Wei­ter süd­lich, in der Pfalz, fei­er­te eine letz­te schil­lern­de Gestalt der sepa­ra­tis­ti­schen Sze­ne einen kurz­le­bi­gen Erfolg. Hier führ­te ein cha­ris­ma­ti­scher Land­wirt mit Namen Franz Joseph Heinz, auch Heinz-Orbis genannt, die sepa­ra­tis­ti­schen Geschäf­te. Der gewand­te Volks­red­ner mach­te sich als regio­na­ler Bau­ern­füh­rer einen nicht unum­strit­te­nen Namen, der Gerüch­ten zufol­ge bis an die Ohren Hit­lers gedrun­gen sein soll. Uner­müd­lich gei­ßel­te er die reak­tio­nä­re, impe­ria­lis­ti­sche und mili­ta­ris­ti­sche Poli­tik Mün­chens und Ber­lins, die er für alle Übel in Deutsch­land ver­ant­wort­lich machte.

In Spey­er gelang es ihm tat­säch­lich, eine Zeit­lang die Regie­rungs­ge­walt zu über­neh­men und ein Pro­gramm vor­zu­le­gen, das unter ande­rem eine Preis­fest­set­zung vor­sah und eine Ein­schrän­kung der Pres­se­frei­heit beinhal­te­te. Diver­se Son­der­ge­rich­te und Kom­mis­sio­nen soll­ten sei­ne Vor­stel­lun­gen von einer auto­no­men Pfalz über­wa­chen und umset­zen. Sei­ne Ermor­dung am 9. Janu­ar 1924 in einem Lokal in Spey­er durch eine Kom­man­do­ak­ti­on, bei der sich einer der Vor­den­ker der Kon­ser­va­ti­ven Revo­lu­ti­on, Edgar Juli­us Jung, her­vor­tat, ver­hin­der­te einen pfäl­zi­schen Son­der­weg. Die letz­ten Anhän­ger ­Heinz-Orbis wur­den durch einen Akt von Lynch­jus­tiz in Pir­ma­sens 1924 gewalt­sam ver­trie­ben und eini­ge von ihnen ermordet.

 

Sepa­ra­tis­mus ist in Deutsch­land als poli­ti­sche Erschei­nung aus­schließ­lich in einer Aus­nah­me­si­tua­ti­on auf­ge­kom­men bzw. über­haupt denk­bar gewe­sen. Ver­gleich­ba­res wie am Ende des Ers­ten Welt­krie­ges gab es nur noch ein ein­zi­ges Mal im Fall der legen­den­um­wo­be­nen »Frei­en Repu­blik Schwar­zen­berg« im Erz­ge­bir­ge, wo 1945 ins­be­son­de­re ört­li­che Kom­mu­nis­ten einen ein­ma­li­gen his­to­ri­schen Augen­blick aus­nutz­ten, um die Amts­ge­schäf­te im Ort an sich zu reißen.
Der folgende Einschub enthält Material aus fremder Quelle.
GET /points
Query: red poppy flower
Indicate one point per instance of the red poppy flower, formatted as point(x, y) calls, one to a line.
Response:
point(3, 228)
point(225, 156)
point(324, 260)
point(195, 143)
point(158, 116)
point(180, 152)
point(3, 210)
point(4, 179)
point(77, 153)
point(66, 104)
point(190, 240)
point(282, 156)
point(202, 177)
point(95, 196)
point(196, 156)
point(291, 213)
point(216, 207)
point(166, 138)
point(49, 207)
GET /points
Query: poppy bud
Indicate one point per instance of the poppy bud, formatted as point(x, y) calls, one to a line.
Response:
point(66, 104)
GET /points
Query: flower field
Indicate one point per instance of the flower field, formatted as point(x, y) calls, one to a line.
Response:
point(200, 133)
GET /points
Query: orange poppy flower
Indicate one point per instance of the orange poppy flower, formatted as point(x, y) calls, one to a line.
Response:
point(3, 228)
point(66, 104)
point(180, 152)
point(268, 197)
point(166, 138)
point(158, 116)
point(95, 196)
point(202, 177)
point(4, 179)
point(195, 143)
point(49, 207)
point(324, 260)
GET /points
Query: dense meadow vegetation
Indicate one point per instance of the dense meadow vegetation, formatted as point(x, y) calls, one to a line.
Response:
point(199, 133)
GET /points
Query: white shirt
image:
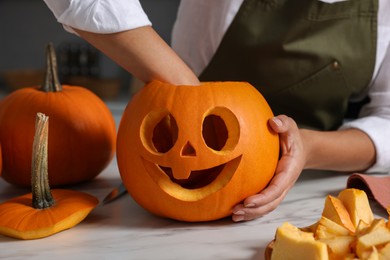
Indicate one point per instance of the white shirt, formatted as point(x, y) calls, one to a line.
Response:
point(198, 47)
Sepa­ra­tis­mus ist ansons­ten in Tra­di­ti­on und Struk­tur deut­scher Staat­lich­keit bis in die Bun­des­re­pu­blik hin­ein nicht vor­stell­bar. Das Grund­ge­setz legt inso­fern davon bered­tes Zeug­nis ab, als daß es die­se Fra­ge nicht eigens behan­delt und nur in Arti­kel 29 eine gere­gel­te wie ein­ver­nehm­li­che Neu­glie­de­rung der Bun­des­län­der zuläßt.
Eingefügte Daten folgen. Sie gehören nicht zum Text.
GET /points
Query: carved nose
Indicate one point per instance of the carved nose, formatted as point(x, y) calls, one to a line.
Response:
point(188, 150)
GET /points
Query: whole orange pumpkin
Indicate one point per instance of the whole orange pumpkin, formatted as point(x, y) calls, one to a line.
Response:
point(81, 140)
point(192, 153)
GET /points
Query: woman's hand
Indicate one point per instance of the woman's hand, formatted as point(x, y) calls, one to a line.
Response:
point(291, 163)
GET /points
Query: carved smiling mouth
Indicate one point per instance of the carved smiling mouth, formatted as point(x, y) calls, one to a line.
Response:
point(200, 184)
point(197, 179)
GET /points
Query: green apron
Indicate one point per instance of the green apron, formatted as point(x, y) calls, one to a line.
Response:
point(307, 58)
Was aber, wenn sich eines Tages eine ähn­li­che Aus­nah­me­si­tua­ti­on erge­ben soll­te wie nach den bei­den Welt­krie­gen? Wel­che Selbst­or­ga­ni­sa­ti­on wür­de sich als Mög­lich­keit bie­ten, wenn die ver­fas­sungs­mä­ßi­ge Ord­nung nicht mehr bestün­de oder in wei­ten Tei­len des Lan­des nicht mehr vor­herrsch­te? Gehört Sepa­ra­tis­mus nicht in die Rei­he der gewalt­frei­en Wider­stands­maß­nah­men, die zu ergrei­fen dem Staats­volk zusteht?

Ähn­lich wie mit der Frei­heit ver­hält es sich mit der Fra­ge des Sepa­ra­tis­mus – nicht nur wovon, son­dern auch wohin muß gefragt wer­den. Es gilt, die Zwei­schnei­dig­keit die­ses Phä­no­mens zu betrach­ten. Es war nicht nur rhei­ni­scher Humor, als man an Rhein und Ruhr in den Jah­ren um 1923 vom »Ber­li­ner Sepa­ra­tis­mus« sprach.